Before I had a CD collection of my own, I was listening to my dad’s collection on my mp3 player. I didn’t have an iPod until middle school or so, but I do remember having an mp3 player with a tiny lcd screen that had albums by groups like The Eagles, Boston, and Mannheim Steamroller on it. The Joshua Tree was on that thing. Its criticisms of American capitalism and military interventionism went way over my head back then (most likely my father’s, too). Still, skyscraping hits like “With or Without You” and “Where the Streets Have No Name” were among the most modern-sounding in his backwards-facing CD collection, so I’ve listened to this album a lot without ever owning it myself. Thanks to the restrained production and avoidance of the trends of the time, this doesn’t feel like an “80s album”. It may no longer feel modern, but it still feels fresh, if that makes sense.

I’m not going to go through every song, but I will highlight a few.
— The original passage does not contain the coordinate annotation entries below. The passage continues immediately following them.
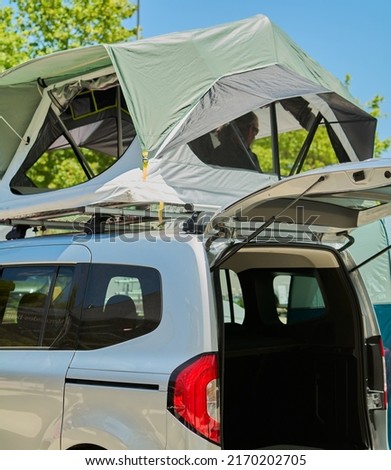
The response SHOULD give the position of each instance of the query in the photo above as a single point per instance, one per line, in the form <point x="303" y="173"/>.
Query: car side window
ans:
<point x="232" y="297"/>
<point x="34" y="305"/>
<point x="122" y="302"/>
<point x="299" y="297"/>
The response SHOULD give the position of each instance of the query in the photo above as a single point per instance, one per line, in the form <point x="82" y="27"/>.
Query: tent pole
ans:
<point x="298" y="164"/>
<point x="274" y="138"/>
<point x="119" y="123"/>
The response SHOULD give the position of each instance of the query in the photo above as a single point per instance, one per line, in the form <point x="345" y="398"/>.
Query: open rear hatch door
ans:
<point x="328" y="201"/>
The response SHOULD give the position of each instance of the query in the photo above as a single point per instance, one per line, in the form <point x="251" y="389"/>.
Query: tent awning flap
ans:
<point x="176" y="88"/>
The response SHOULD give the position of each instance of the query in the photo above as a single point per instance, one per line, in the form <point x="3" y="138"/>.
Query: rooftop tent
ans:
<point x="169" y="91"/>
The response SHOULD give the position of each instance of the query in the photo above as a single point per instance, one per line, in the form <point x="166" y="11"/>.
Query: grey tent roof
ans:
<point x="172" y="82"/>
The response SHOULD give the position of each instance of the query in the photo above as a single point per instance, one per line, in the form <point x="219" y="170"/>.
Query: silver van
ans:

As a kid, my favorite song off the record was “Red Hill Mining Town”, which contains all U2’s best elements in one song: a big prechorus that builds into a humongous chorus, yearning but optimistic lyrics delivered with abandon, an understated rhythm section, big whoas, and a charming chiming guitar part. I didn’t know it was about the British miners’ strike, I just liked the chorus. “With Or Without You” churns and builds a single chord progression for the entire length of a normal pop song before it finally hits the big catharsis. It hearkens back to the October era, dealing the conflict between rock and roll and true faith, but this time the faith is in a relationship rather than in Christ.

“Bullet the Blue Sky” is the heaviest song on the record, its Archangel Michael doing battle with America’s innumerable sins. The pure venom that flows through this track! Everyone talks about Edge and Bono, but this is Adam Clayton and Larry Mullen Jr.’s track. It just wouldn’t work without its bitter, funky foundation. “Exit” and “Mothers of the Disappeared” are thematically similar, important but musically more forgettable.

The themes of this album have been litigated to death by every music mag worth a damn. The “only good Evangelicals”, good Irish protestant boys who came over to the USA and engaged in good faith with both its mythology and its reality. But it’s not just about God’s judgement of America, but also about the faithful, about Ireland, about personal stories and personal bonds as much as the macro-level sins and promises of an empire. The fact that a major label album with “themes” of any kind became as huge as the Joshua Tree did is something truly special.

I’m much more charitable towards U2 than most of my contemporaries in the DIY music scene because a) I’ve listened to their first three albums and b) I went to a church with a pipe organ rather than a church with a U2 rip-off band. All that to qualify the fact that I’m grateful that this thing made its way back into my collection.

The Joshua Tree by U2 is a good album, and I like it.